Writing in June 2016, Rod Dreher concurred with Turley's perception that nationalism is a growing phenomenon in Europe, but doubted Turley's claim that "a renewed Christian Europe may not be so far away."

==Film director==
In 2022, Turley directed The Return of the American Patriot: The Rise of Pennsylvania, a documentary about Doug Mastriano, the Republican Party candidate in the 2022 Pennsylvania gubernatorial election.
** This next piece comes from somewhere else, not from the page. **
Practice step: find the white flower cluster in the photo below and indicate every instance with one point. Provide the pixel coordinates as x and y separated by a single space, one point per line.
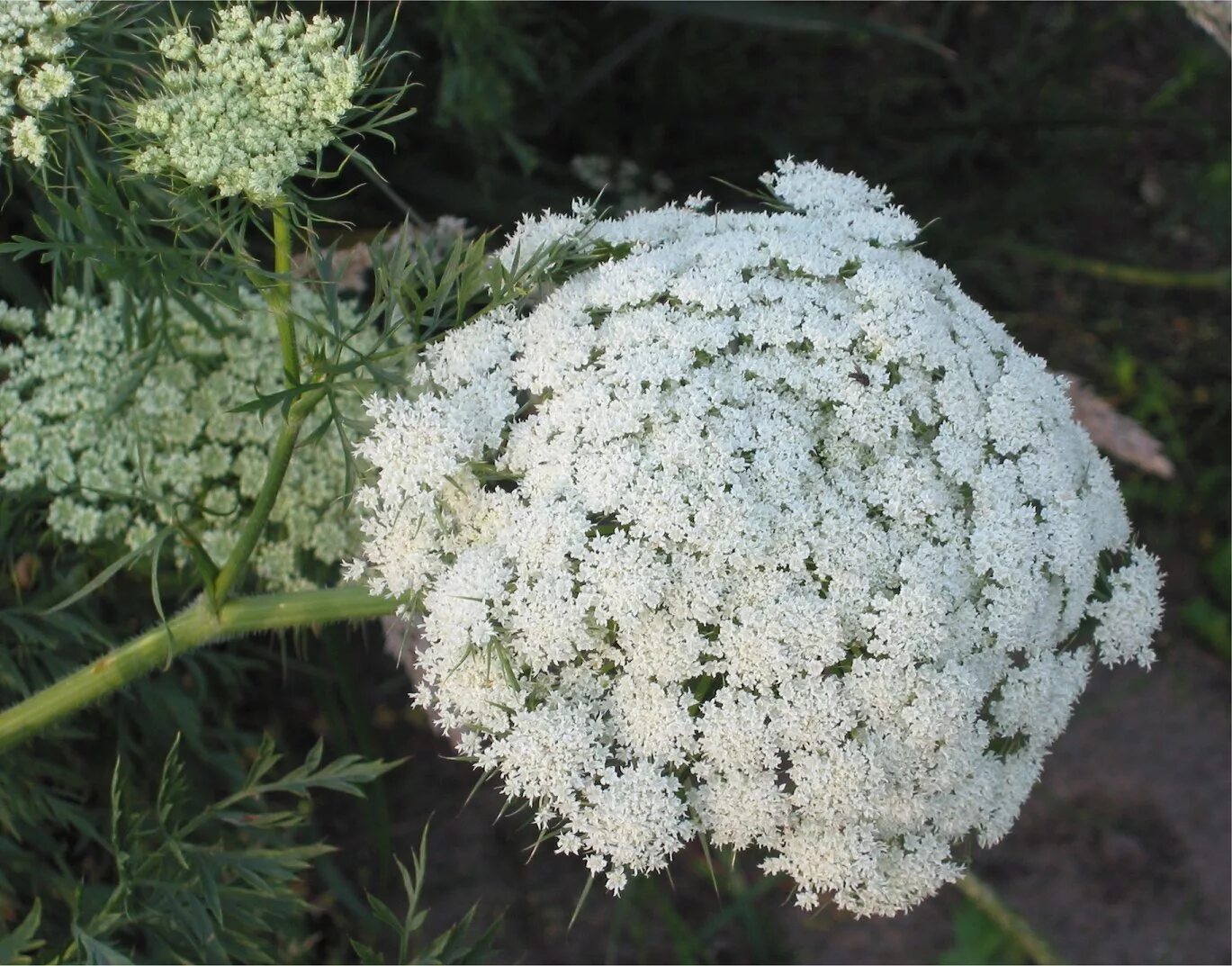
33 42
759 530
171 448
244 111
The Philadelphia Inquirer described it as "hagiographic," while Vice called it "right-wing propaganda".

==Scholarship==
According to William Scheick, who teaches early American literature at the University of Texas, in a 2008 article about the Jonathan Edwards sermon Sinners in the Hands of an Angry God, Turley argues that in the notable sermon, widely understood as emphasizing the afterlife, Edwards was actually speaking about a quotidian evangelical intensity he shared with his listeners.

==Books==

- The Ritualized Revelation of the Messianic Age: Washings and Meals in Galatians and 1 Corinthians, released by T&T Clark, 2015, is on the same subject as his doctoral dissertation. Jan Heilmann of The Journal of Theological Studies wrote that Turley's work "is theoretically well grounded and an indispensable contribution to ritual studies and Pauline scholarship." Catholic Biblical Quarterlys Wendell Willis added, "The author has added a dimension to the reading of Paul by employing approaches found in cognate fields of study, in this case ritual."
- Awakening Wonder: A Classical Guide to Truth, Goodness, and Beauty. Classical Academic Press, 2014.
- Echoes of Eternity: A Classical Guide to Music. Classical Academic Press, 2018.
- Classical vs. Modern Education: A Vision from C.S. Lewis. CreateSpace Independent Publishing Platform, 2 November 2017.
- Gazing: Encountering the Mystery of Art. CreateSpace Independent Publishing Platform, 1 June 2018.
- Classical vs. Modern Education: A Vision from C.S. Lewis. Canon Press, 7 April 2017.